When the bottle is disconnected from the device, the supplied cap nut should be screwed back onto the valve. If the bottles have been opened, then check the tightness of the valves. "For example, with leak detection spray," says Lau. If this is the case, the bottle must be taken outside and disposed of. According to the DVFG, the distributor must be informed for this. Leaking bottles must never be taken back to the dealer in the car - there is a risk of suffocation and explosion.
Finally, the valve protection comes on the bottle, usually this is a red protective cap. This prevents damage, for example if the bottles tip over.
How long can I store LPG cylinders?
According to the DVFG, there is no general expiry date. But a year is printed on the bottles - that's the next inspection period. Every 10 to 15 years, a testing organization must determine the condition of the bottles before they are refilled. "The gas does not go 'bad' and can still be used safely after the test period has passed," says Lau.
Are there rules as to how much stock you can build?
Yes, for private individuals. In rooms, but also in the garden shed, for example, the "Technical Rules for Liquid Gas" (TRF) limit the storage quantity to a liquid gas bottle of 5 or 11 kilograms. In addition, another bottle of the same size may be stored in another room in the building - however, bedrooms and cellars are taboo for well-known reasons.
"For outdoor storage, the recommendation is: only keep one bottle for each consumer device, such as the gas grill, as a spare," recommends Lau. But there are no rules here.
Should I stock up at all?
The German Liquid Gas Association sees no reason for this in view of the supply situation: "Liquid gas (LPG) is available with a secure supply, since the versatile energy source is obtained from German refineries, EU countries, Scandinavia and the USA," says Markus Lau.

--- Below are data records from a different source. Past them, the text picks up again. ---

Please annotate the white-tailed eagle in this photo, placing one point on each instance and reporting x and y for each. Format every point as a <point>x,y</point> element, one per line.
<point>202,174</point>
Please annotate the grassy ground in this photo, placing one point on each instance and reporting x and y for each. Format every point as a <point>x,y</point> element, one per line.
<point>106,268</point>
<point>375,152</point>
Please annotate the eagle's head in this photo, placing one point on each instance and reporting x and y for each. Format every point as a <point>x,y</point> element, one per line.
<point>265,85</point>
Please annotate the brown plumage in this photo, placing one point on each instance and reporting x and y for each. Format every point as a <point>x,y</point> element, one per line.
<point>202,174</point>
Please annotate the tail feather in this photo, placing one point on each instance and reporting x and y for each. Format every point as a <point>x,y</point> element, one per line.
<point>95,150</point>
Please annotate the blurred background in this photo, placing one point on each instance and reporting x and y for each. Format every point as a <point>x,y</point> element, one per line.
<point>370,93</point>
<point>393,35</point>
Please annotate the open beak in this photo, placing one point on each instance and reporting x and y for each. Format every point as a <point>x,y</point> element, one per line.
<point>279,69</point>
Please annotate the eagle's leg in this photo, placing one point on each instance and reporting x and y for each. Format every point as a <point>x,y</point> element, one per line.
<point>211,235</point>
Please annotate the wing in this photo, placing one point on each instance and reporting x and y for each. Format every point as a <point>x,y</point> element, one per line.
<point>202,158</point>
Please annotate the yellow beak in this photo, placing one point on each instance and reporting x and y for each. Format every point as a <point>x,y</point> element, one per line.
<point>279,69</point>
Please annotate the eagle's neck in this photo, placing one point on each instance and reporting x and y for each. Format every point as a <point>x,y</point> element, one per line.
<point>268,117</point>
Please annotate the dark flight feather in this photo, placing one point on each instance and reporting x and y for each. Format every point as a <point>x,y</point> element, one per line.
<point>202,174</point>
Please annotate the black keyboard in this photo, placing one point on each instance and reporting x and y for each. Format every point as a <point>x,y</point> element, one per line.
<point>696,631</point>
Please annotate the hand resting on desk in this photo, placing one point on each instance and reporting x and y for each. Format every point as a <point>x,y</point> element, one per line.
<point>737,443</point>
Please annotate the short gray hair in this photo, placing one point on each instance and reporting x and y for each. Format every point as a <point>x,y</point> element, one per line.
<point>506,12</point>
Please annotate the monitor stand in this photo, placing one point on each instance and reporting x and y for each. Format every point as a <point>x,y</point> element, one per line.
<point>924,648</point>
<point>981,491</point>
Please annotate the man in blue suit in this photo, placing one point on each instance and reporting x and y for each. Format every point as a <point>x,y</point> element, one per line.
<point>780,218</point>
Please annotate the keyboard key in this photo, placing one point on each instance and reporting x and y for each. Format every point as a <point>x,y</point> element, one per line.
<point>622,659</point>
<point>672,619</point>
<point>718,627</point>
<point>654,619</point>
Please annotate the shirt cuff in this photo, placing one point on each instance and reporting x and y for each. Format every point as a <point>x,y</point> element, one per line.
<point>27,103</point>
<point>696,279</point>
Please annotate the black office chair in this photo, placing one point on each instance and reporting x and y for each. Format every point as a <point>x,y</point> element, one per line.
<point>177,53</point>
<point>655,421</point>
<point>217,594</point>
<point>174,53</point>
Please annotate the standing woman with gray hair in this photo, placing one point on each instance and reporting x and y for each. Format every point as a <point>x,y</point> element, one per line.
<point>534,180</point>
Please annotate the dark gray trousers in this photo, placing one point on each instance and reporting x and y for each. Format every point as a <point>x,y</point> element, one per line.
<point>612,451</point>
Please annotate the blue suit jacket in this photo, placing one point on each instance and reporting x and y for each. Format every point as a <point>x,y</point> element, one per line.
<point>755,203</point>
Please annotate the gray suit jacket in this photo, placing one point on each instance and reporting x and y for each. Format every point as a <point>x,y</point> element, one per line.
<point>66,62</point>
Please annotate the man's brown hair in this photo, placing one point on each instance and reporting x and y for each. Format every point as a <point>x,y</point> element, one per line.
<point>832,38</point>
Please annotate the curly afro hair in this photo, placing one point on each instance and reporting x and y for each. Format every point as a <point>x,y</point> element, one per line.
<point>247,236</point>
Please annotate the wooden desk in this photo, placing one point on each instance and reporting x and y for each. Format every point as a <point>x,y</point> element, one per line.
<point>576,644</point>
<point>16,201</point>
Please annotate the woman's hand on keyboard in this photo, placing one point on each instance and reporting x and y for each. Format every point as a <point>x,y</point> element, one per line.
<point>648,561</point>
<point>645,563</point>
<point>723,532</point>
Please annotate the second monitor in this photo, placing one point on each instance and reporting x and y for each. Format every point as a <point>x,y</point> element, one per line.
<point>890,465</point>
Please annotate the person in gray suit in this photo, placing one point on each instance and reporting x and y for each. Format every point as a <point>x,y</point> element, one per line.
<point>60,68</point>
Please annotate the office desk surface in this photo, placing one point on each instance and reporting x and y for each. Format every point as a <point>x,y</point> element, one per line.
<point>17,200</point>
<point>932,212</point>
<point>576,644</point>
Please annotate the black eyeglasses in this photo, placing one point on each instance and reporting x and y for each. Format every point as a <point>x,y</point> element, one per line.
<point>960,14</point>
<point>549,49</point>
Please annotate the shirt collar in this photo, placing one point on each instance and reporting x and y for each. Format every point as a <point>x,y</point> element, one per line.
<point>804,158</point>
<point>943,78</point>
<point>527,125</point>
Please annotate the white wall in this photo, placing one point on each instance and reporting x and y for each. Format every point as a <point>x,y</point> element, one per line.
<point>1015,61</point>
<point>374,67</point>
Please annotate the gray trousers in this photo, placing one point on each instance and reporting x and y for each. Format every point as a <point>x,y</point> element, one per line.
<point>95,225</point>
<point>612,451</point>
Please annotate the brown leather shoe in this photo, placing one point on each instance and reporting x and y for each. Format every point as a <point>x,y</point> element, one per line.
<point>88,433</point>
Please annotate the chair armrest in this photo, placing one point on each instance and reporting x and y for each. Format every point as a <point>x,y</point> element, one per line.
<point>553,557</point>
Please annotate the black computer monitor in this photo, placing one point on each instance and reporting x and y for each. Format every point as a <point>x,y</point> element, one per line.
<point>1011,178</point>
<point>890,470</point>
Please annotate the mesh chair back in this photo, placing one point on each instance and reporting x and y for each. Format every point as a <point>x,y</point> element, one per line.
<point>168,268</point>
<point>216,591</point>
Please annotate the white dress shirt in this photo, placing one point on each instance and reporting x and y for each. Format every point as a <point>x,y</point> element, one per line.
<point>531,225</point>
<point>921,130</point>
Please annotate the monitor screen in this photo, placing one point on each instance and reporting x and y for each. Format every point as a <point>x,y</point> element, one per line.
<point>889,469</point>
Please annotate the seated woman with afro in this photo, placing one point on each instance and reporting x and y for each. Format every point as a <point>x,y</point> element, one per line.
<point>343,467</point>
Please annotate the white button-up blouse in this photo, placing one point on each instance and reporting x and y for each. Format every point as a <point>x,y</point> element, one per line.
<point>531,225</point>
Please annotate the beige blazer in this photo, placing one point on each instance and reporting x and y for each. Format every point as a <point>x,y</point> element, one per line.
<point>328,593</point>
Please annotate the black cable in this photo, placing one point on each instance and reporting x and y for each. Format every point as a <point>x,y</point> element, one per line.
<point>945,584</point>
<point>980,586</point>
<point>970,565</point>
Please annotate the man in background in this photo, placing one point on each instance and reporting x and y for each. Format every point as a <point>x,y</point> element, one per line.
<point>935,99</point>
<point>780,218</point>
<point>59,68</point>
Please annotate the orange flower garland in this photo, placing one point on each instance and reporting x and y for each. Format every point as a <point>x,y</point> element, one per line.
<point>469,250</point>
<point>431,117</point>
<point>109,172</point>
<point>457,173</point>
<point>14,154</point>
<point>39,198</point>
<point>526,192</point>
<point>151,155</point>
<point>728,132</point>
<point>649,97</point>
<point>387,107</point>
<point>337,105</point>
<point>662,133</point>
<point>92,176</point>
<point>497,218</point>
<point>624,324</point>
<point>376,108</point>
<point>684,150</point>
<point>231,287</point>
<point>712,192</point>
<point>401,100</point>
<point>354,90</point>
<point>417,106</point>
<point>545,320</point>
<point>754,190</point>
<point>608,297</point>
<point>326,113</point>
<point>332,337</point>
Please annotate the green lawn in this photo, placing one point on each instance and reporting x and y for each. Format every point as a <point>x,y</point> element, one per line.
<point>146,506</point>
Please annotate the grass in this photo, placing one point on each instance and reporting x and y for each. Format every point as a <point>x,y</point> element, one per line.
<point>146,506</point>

Because liquid gas from bottles for barbecuing at home and for cooking, cooling, hot water preparation and heating in the mobile home is what is known as "Liquefied Petroleum Gas", or LPG for short. This is usually propane, but according to the DVFG the bottles are rarely filled with butane.
LPG should not be confused with liquefied natural gas, which is the second most important energy source in Germany. This LNG (for "Liquefied Natural Gas") is a mixture of substances, mainly made of methane. Many heating systems in private houses are operated with it.
By the way: heaters can be operated with both. LNG comes into the house via the natural gas network, LPG is delivered by tanker truck and is usually found where there is no access to a natural gas or district heating network.